The L A Times article touched on this
“Downtown broker Perabo says he’s busier than ever answering queries from potential homeowners. But he also is more worried because fewer first-time buyers will be able to qualify now.”
“”The days of 100% financing are over,” he said, adding that about 20% to 30% of the first-time buyers he meets with would be unable to buy without improving their credit standing and coming up with a down payment.”
IMO any remaining remnant that fueled the housing boom has basically evaporated. This is a totally different ball game.
LA_Renter
ParticipantI found this quote and it rings oh so true
“What happened next seems all too familiar to investors who bought technology stocks in 2000 at the breathless urging of Wall Street analysts. Last week, New Century said it would stop making loans and needed emergency financing to survive. The stock collapsed to $3.21.
The analyst’s untimely call, coupled with a failure among other Wall Street institutions to identify problems in the home mortgage market, isn’t the only familiar ring to investors who watched the technology stock bubble burst precisely seven years ago.

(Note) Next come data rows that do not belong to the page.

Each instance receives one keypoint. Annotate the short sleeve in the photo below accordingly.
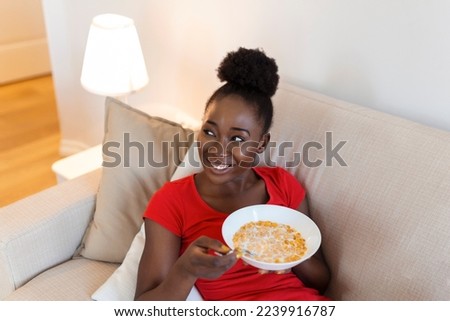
(165, 209)
(295, 192)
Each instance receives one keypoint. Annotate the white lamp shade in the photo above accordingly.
(113, 62)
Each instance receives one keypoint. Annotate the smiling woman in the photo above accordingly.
(29, 140)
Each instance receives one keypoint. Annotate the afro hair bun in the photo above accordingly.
(251, 69)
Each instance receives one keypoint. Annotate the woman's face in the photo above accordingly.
(230, 138)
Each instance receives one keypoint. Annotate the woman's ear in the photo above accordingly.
(265, 139)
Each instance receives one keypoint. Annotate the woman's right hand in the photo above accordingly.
(206, 258)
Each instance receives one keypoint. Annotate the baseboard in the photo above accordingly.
(69, 147)
(25, 59)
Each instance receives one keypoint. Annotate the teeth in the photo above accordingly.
(220, 167)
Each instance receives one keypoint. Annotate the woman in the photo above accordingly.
(183, 219)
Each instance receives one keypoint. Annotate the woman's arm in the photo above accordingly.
(164, 275)
(313, 272)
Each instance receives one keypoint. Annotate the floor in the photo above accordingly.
(29, 138)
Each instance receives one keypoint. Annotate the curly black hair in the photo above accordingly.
(250, 74)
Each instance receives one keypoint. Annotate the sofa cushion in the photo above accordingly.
(140, 153)
(121, 285)
(378, 189)
(74, 280)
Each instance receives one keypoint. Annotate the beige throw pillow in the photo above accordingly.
(140, 153)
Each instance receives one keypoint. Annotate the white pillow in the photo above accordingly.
(121, 285)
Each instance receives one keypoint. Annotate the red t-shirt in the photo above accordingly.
(178, 207)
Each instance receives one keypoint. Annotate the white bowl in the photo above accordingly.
(279, 214)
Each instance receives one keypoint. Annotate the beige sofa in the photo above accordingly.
(378, 188)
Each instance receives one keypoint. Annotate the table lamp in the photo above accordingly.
(113, 62)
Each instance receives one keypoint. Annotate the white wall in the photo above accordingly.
(391, 55)
(23, 42)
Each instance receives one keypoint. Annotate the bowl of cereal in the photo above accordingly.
(271, 237)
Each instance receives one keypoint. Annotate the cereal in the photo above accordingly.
(270, 242)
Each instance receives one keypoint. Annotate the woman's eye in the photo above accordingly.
(208, 132)
(237, 139)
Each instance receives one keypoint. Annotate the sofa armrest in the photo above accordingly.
(45, 229)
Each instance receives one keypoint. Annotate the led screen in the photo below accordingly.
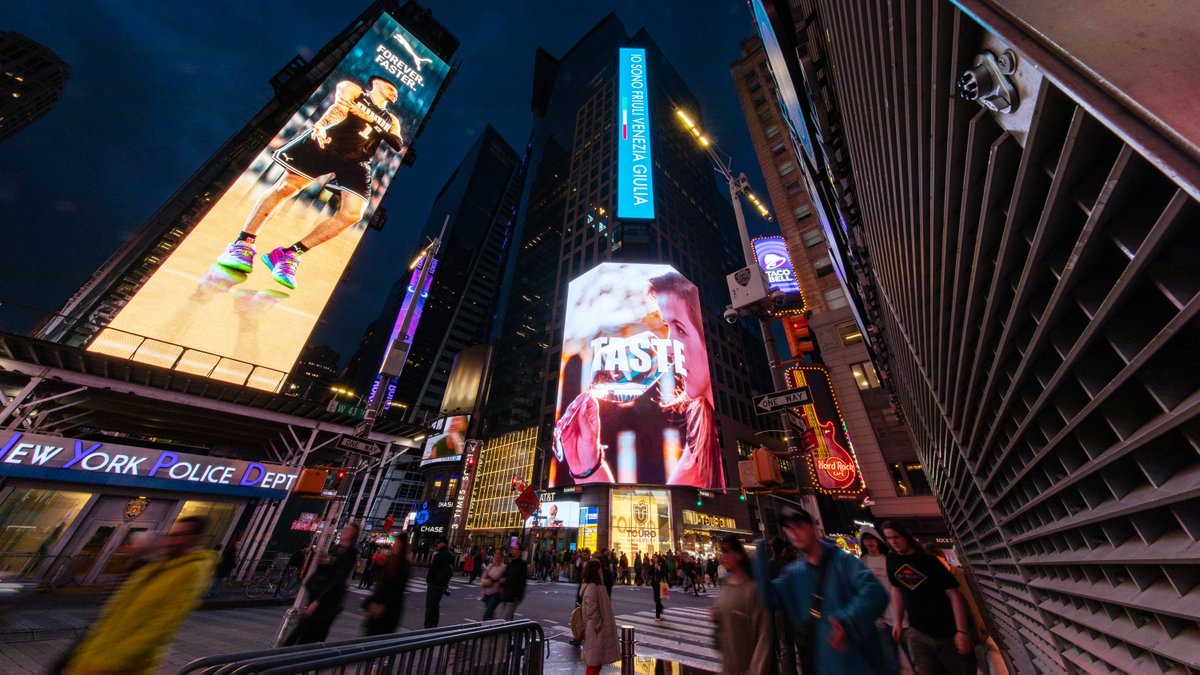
(239, 296)
(449, 443)
(556, 514)
(775, 263)
(635, 172)
(635, 399)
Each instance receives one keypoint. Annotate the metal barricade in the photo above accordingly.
(492, 647)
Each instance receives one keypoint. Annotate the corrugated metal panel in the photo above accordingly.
(1037, 297)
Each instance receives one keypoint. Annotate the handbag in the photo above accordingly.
(576, 622)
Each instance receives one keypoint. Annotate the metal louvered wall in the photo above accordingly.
(1035, 294)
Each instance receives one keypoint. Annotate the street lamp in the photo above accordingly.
(739, 186)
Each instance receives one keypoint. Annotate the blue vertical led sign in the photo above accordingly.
(635, 168)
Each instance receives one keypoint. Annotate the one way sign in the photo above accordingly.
(777, 401)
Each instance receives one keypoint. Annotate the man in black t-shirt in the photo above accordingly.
(924, 590)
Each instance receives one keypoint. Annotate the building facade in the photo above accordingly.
(892, 470)
(1018, 222)
(569, 226)
(31, 81)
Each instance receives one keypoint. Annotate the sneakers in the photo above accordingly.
(238, 256)
(282, 263)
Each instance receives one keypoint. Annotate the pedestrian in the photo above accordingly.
(743, 626)
(514, 581)
(600, 644)
(137, 625)
(875, 557)
(385, 605)
(437, 583)
(657, 575)
(325, 586)
(490, 583)
(781, 555)
(927, 596)
(832, 598)
(225, 568)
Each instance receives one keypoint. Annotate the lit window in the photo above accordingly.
(864, 375)
(850, 334)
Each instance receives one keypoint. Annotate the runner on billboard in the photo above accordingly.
(577, 432)
(341, 144)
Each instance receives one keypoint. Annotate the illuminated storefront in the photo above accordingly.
(640, 521)
(70, 508)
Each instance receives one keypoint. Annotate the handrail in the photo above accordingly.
(515, 645)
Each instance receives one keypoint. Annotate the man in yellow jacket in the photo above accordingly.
(139, 621)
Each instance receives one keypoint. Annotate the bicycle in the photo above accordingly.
(285, 586)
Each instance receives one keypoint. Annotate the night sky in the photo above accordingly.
(159, 87)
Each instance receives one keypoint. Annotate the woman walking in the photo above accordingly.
(743, 627)
(600, 644)
(491, 584)
(387, 603)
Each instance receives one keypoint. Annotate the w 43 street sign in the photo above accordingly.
(777, 401)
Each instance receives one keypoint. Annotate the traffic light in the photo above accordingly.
(799, 336)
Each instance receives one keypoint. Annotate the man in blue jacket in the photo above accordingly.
(832, 598)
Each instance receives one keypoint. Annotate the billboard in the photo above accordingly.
(635, 396)
(239, 296)
(829, 454)
(449, 443)
(635, 168)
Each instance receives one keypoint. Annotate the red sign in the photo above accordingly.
(527, 502)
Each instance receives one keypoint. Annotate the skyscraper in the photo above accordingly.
(569, 226)
(897, 484)
(31, 79)
(1014, 201)
(479, 199)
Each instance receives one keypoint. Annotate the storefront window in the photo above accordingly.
(33, 524)
(641, 521)
(219, 514)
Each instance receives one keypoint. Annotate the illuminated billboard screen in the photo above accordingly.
(449, 443)
(635, 169)
(775, 263)
(635, 399)
(239, 296)
(831, 457)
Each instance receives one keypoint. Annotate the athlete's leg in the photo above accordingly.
(287, 186)
(348, 213)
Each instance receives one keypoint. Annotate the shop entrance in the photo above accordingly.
(101, 551)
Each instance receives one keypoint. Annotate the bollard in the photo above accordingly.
(627, 650)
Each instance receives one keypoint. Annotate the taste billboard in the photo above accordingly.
(239, 296)
(635, 396)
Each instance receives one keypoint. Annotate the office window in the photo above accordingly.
(850, 334)
(864, 375)
(835, 298)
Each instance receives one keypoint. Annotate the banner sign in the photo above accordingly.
(635, 168)
(52, 458)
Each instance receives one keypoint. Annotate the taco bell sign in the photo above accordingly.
(775, 263)
(635, 168)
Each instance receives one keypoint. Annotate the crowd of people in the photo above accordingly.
(799, 605)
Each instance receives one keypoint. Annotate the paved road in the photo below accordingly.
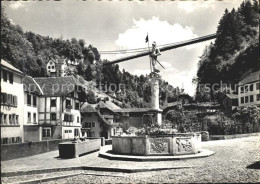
(228, 165)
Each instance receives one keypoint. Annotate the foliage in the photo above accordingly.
(248, 117)
(30, 52)
(234, 53)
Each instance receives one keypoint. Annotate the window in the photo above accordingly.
(251, 87)
(242, 89)
(28, 99)
(46, 132)
(34, 101)
(14, 119)
(2, 118)
(29, 117)
(5, 75)
(246, 99)
(17, 119)
(53, 102)
(15, 101)
(77, 105)
(76, 132)
(53, 116)
(11, 77)
(246, 88)
(258, 97)
(10, 119)
(89, 124)
(9, 99)
(258, 85)
(72, 93)
(3, 98)
(5, 119)
(242, 100)
(4, 141)
(18, 139)
(34, 118)
(68, 118)
(251, 98)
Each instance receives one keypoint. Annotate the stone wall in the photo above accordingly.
(224, 137)
(13, 151)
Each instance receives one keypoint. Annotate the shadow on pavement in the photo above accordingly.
(255, 165)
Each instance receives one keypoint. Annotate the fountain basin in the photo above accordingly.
(174, 144)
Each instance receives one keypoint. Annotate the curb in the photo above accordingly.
(110, 156)
(36, 181)
(107, 169)
(40, 171)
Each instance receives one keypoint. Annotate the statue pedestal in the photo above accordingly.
(155, 90)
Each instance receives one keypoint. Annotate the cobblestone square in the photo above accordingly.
(228, 165)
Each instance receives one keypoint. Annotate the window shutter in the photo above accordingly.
(4, 98)
(15, 100)
(9, 98)
(65, 117)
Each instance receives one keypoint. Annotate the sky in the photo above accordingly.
(119, 25)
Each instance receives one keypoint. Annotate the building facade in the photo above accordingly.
(32, 93)
(249, 90)
(12, 104)
(56, 67)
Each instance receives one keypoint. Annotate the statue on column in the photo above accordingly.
(154, 53)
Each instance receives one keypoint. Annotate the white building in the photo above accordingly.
(32, 93)
(249, 90)
(56, 67)
(12, 104)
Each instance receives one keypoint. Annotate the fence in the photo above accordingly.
(20, 150)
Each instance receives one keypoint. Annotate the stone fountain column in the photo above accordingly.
(155, 89)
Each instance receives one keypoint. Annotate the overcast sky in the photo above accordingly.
(115, 25)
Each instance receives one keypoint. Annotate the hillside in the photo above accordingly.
(30, 52)
(235, 52)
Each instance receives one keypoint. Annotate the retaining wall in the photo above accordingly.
(14, 151)
(224, 137)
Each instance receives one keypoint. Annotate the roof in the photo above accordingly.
(57, 86)
(255, 76)
(88, 108)
(7, 65)
(133, 110)
(31, 86)
(109, 105)
(184, 95)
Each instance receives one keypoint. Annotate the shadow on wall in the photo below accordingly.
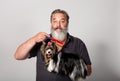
(102, 64)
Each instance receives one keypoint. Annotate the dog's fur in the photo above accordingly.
(64, 63)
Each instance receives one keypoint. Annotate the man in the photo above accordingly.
(59, 31)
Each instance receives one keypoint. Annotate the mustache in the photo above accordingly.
(58, 28)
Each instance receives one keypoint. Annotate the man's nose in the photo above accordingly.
(58, 24)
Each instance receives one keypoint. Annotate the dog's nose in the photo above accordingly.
(48, 51)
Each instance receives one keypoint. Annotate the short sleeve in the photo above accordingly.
(84, 54)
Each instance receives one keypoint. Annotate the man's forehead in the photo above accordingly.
(58, 15)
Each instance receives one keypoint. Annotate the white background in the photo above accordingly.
(96, 22)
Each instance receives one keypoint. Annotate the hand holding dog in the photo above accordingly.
(22, 51)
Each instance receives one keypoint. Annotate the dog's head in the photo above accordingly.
(48, 50)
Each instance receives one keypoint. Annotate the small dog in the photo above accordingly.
(65, 63)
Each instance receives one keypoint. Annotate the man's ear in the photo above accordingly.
(42, 47)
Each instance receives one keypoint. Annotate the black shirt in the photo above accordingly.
(73, 45)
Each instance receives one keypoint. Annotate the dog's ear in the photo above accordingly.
(42, 47)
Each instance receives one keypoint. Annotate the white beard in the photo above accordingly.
(59, 35)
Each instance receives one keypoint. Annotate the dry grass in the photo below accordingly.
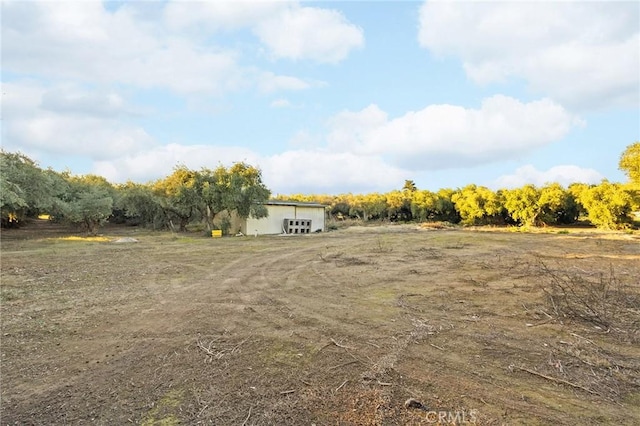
(335, 328)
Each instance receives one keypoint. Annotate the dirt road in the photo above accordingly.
(334, 328)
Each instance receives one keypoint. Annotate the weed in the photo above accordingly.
(601, 299)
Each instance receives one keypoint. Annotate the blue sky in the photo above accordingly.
(325, 97)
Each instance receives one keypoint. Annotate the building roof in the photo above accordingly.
(293, 203)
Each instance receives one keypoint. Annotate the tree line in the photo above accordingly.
(606, 205)
(197, 196)
(186, 196)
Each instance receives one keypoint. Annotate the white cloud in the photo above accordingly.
(308, 170)
(319, 171)
(86, 42)
(269, 83)
(67, 120)
(322, 35)
(583, 54)
(564, 175)
(159, 161)
(448, 136)
(280, 103)
(213, 16)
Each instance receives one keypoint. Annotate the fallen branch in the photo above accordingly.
(340, 387)
(208, 350)
(247, 419)
(339, 345)
(553, 379)
(238, 345)
(343, 365)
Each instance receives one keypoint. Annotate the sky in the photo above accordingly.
(325, 97)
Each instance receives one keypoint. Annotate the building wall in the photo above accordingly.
(273, 224)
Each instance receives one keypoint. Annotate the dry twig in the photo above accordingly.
(340, 387)
(247, 419)
(553, 379)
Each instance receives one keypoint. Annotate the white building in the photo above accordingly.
(288, 217)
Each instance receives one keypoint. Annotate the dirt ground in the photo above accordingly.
(338, 328)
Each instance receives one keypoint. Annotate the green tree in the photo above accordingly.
(424, 205)
(179, 196)
(607, 204)
(140, 204)
(25, 189)
(88, 201)
(399, 205)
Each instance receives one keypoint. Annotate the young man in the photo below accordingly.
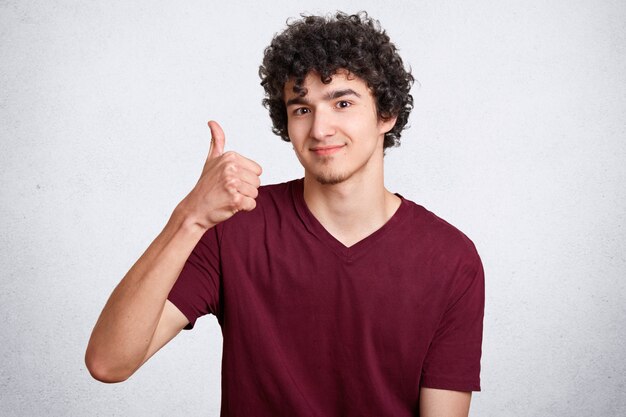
(335, 296)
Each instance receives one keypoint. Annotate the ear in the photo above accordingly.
(386, 124)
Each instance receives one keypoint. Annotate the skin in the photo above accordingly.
(338, 138)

Now, as then, Wall Street firms and entrepreneurs made fortunes issuing questionable securities, in this case pools of home loans taken out by risky borrowers. Now, as then, bullish stock and credit analysts for some of those same Wall Street firms, which profited in the underwriting and rating of those investments, lulled investors with upbeat pronouncements even as loan defaults ballooned. Now, as then, regulators stood by as the mania churned, fed by lax standards and anything-goes lending.”